One: when it comes to technology, the NSA is still stuck in 2003. Two: Snowden had both a top secret security clearance and, as a system administrator, elevated privileges that allowed him to access any file he wanted without leaving a trace, or to delete these traces himself by modifying log files so that they don't show up in audits.
According to an agency official that has been briefed about the conclusions of the internal investigation in the matter, Snowden was a ghost user in the agency's internal network, even though he was able to pass himself off as any other authorized user.
Third: his position as a sysadmin allowed him to use external storage drives and to copy documents onto them. So, even if someone at his workplace would notice him doing such a thing, it wouldn't be at all suspicious.

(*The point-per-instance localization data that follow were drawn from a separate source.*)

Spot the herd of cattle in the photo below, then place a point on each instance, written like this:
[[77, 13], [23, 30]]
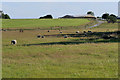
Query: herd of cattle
[[104, 35]]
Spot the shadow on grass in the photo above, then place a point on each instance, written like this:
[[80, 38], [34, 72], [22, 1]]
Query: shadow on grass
[[77, 42]]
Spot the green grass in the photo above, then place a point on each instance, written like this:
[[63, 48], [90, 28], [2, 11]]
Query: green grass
[[22, 23], [98, 59]]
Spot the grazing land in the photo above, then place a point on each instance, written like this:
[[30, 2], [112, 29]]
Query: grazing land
[[42, 23], [54, 56]]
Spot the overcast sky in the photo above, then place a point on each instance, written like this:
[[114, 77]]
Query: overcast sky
[[57, 9], [60, 0]]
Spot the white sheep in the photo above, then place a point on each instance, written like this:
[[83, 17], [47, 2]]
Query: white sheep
[[13, 42]]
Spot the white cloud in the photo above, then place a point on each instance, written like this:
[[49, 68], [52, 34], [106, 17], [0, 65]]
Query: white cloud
[[60, 0]]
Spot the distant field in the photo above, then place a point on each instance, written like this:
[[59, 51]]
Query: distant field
[[59, 57], [22, 23]]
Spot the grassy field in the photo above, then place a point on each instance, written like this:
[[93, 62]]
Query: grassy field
[[54, 56], [40, 23]]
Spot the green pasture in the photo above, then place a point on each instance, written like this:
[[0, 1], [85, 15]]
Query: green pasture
[[56, 56], [40, 23]]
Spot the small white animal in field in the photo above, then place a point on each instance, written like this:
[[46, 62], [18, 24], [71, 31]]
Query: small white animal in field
[[13, 42], [77, 31]]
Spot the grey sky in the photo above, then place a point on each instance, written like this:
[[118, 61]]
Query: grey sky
[[57, 9]]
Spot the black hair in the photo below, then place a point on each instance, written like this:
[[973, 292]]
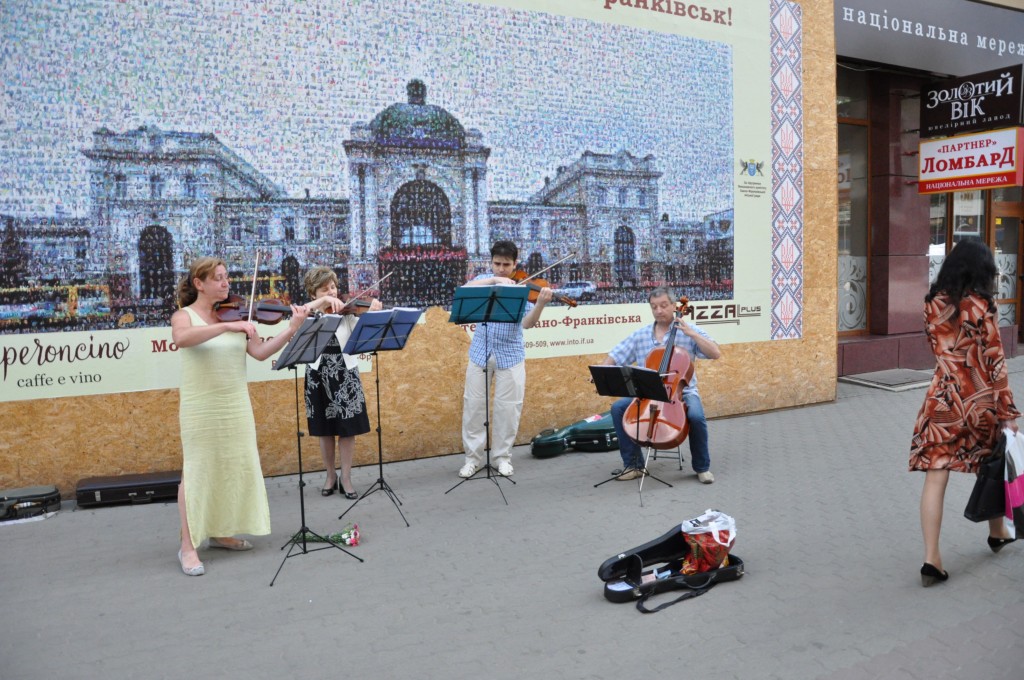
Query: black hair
[[505, 249], [968, 268]]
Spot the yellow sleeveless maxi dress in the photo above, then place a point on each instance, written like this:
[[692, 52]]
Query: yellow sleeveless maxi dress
[[225, 494]]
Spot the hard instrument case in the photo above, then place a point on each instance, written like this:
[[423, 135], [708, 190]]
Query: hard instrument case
[[143, 487], [28, 502], [594, 433]]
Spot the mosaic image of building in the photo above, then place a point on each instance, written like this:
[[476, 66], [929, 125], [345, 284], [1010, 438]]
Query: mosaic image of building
[[419, 210]]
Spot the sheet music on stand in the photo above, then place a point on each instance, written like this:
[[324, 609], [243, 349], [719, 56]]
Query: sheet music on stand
[[488, 304], [379, 332], [637, 382], [305, 347], [308, 342], [382, 331], [481, 304]]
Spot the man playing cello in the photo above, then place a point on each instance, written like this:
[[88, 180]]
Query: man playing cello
[[634, 349]]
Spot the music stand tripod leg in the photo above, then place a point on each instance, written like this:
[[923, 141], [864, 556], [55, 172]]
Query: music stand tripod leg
[[382, 337], [303, 533], [380, 484], [487, 467]]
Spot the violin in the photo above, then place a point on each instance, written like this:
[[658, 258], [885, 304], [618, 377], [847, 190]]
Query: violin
[[536, 285], [354, 306], [235, 308], [663, 424]]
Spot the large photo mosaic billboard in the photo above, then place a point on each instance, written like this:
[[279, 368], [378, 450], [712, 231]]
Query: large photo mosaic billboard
[[620, 144]]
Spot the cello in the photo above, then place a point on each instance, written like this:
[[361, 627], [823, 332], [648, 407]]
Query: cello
[[663, 424]]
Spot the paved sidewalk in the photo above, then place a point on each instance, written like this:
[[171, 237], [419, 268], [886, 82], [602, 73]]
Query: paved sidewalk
[[827, 526]]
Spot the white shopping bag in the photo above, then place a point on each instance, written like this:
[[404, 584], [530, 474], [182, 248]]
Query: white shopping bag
[[1015, 481], [714, 522]]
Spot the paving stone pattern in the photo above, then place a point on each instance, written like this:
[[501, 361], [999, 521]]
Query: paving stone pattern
[[826, 523]]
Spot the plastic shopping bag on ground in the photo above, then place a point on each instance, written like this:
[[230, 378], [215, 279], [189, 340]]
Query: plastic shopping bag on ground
[[710, 538]]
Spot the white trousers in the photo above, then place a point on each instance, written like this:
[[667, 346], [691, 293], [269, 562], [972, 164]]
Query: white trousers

And fourth: working at some 5,000 miles and six time zones from NSA headquarters at Fort Meade, Maryland, his workday overlapped very little with that of employees stationed there, and the possibility of someone noticing his use of thumb drives was minimal.
One of the fallouts of the Snowden incident is NSA's announced move to drastically scale down the number of its systems administrators. It currently employs around 1,000 - and a lot of them are contractors - and aims to reduce that number by 90 percent.
A two-person system that will require two employees to sign off on copying any classified data from a secure network onto a portable storage device has also been made public.
AP reporters also talked to agency officials that said that the government's forensic investigation is still trying to determine how Snowden managed to defeat safeguards put in place to monitor and deter people like him.
"The disclosure undermines the Obama administration's assurances to Congress and the public that the NSA surveillance programs can't be abused because its spying systems are so aggressively monitored and audited for oversight purposes: If Snowden could defeat the NSA's own tripwires and internal burglar alarms, how many other employees or contractors could do the same?" they wonder.
Also, if Snowden managed to execute this feat without anyone noticing, and the NSA surely employs a number of people that have the knowledge and the privileges to do the same, there's always the possibility that it has happened before, but that the person in question decided to sell the information to the highest bidder instead of going to the press.
All in all, it also seems that the investigators still haven't discovered what documents Snowden managed to download and take with him, which would explain, in part, why the the British police recently detained the partner of Guardian reporter Glenn Greenwald and why it seized the laptop and portable storage drives he was carrying back to Brazil.